In the article published in Nature International Journal of Science on August 28, 2019 (follow the link at the bottom of this news) a team of scientists led by Günter Blöschl and Julia Hall (Institute of Hydraulic Engineering and Water Resources Management, Technische Universität Wien), and by Nenad Zivkovic (Faculty of Geography, University of Belgrade) explains in a direct, accessible and enjoyable way how the attribution of European floods to Climate Change is hindered by the lack of a consistent signal in the field studies due to limited spatial coverage and number of hydrometric stations.
However, with regional/local scale analysis, such as AA-FLOODS advocates, this article demonstrates the existence of clear regional patterns of increases and decreases in river flood discharges observed in the last five decades in Europe, which are manifestations of a changing climate.
Water retention in the atmosphere by Global Warming
The study links the increase in river flooding as a result of the greater water retention capacity of a warmer atmosphere. These concerns are reinforced by evidence of the increase in economic losses associated with floods in many parts of the world, including Europe.
Any change in river floods would have lasting implications for the design of flood protection measures and the zoning of flood risk.

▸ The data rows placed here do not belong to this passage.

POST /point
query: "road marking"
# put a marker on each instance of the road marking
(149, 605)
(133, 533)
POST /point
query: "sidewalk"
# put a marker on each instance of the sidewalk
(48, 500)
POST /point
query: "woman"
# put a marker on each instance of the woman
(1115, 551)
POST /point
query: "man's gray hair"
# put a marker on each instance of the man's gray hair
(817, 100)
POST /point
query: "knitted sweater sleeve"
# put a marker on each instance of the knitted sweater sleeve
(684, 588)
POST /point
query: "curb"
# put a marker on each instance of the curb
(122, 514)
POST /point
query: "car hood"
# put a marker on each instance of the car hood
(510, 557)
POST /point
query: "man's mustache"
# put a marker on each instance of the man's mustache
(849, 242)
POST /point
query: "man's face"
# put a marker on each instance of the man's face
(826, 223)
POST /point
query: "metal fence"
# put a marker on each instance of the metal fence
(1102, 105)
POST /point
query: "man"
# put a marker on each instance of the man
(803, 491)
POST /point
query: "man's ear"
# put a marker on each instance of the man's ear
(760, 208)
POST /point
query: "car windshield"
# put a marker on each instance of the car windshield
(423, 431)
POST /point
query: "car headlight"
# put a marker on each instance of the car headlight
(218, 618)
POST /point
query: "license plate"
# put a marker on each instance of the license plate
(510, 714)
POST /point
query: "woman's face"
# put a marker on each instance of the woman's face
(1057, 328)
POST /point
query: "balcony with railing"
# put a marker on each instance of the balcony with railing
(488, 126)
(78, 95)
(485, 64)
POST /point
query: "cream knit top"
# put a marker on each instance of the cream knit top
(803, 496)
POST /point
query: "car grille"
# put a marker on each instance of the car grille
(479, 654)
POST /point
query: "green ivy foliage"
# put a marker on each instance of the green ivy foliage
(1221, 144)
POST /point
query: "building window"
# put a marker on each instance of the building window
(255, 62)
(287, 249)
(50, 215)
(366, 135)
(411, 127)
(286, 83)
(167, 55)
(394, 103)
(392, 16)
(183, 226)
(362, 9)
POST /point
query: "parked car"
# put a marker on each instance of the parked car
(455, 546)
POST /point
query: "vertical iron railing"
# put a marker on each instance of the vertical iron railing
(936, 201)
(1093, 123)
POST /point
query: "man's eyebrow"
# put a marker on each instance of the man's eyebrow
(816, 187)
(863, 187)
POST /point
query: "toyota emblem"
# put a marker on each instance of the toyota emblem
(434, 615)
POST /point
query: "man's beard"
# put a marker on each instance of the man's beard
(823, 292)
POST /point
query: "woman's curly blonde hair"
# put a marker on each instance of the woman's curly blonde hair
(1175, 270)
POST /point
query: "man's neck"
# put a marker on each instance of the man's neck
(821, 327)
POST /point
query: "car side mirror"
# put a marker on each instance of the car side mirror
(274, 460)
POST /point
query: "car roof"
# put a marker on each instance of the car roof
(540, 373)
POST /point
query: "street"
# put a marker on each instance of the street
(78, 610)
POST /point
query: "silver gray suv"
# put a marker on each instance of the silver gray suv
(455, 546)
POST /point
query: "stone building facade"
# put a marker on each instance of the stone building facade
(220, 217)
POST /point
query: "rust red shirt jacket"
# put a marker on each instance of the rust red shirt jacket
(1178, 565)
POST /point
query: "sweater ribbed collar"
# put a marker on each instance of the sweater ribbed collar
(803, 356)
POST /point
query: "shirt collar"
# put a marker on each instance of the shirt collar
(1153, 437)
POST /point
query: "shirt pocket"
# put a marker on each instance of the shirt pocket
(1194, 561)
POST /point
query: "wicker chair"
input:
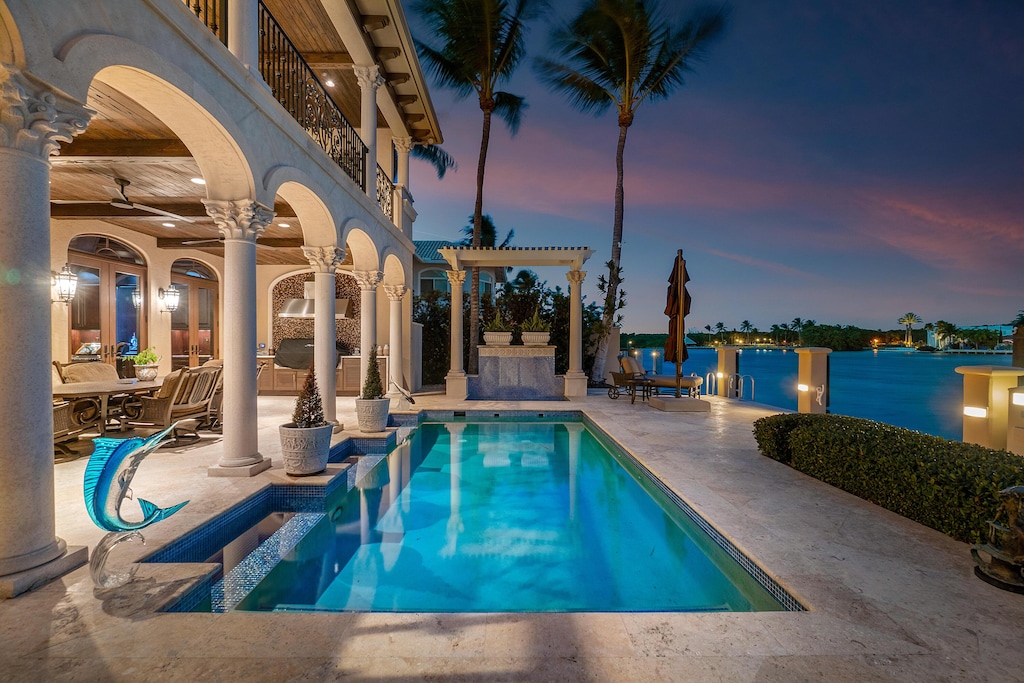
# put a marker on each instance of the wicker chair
(185, 398)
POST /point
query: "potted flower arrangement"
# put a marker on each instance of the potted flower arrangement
(146, 365)
(497, 332)
(535, 331)
(372, 407)
(305, 441)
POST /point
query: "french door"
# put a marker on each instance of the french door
(194, 325)
(104, 323)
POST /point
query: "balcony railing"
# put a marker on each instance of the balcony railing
(385, 193)
(295, 85)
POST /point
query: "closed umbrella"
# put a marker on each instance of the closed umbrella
(677, 307)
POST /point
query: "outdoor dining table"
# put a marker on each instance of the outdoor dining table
(102, 390)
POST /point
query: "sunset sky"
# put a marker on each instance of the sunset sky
(846, 162)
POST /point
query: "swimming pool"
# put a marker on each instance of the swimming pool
(482, 515)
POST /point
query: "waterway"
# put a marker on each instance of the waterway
(908, 388)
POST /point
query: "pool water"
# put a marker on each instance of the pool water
(473, 516)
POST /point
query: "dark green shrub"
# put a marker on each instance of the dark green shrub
(948, 485)
(772, 433)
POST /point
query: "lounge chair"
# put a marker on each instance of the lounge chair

Regional variations and need for Management in detail scales
The results of this research arise from the most complete database of European floods so far, and suggest that:
1) the increase in fall and winter rainfall has resulted in increasing flooding in northwestern Europe
2) the decrease in rainfall and the increase in evaporation have led to a decrease in flooding in the medium and large basins in southern Europe
3) The decrease in snow cover and thaw, as a result of warmer temperatures, has caused a decrease in flooding in Eastern Europe.
Regional trends in flood discharge in Europe vary from an increase of approximately 11% per decade to a decrease of 23%. Despite the spatial and temporal heterogeneity of the observation record, the changes in floods identified by the article are broadly consistent with the projections of the climate model for the next century, suggesting that climate-driven changes already calls for attention to politicians and technicians to consider climate change as an essential factor in flood risk management are taking place.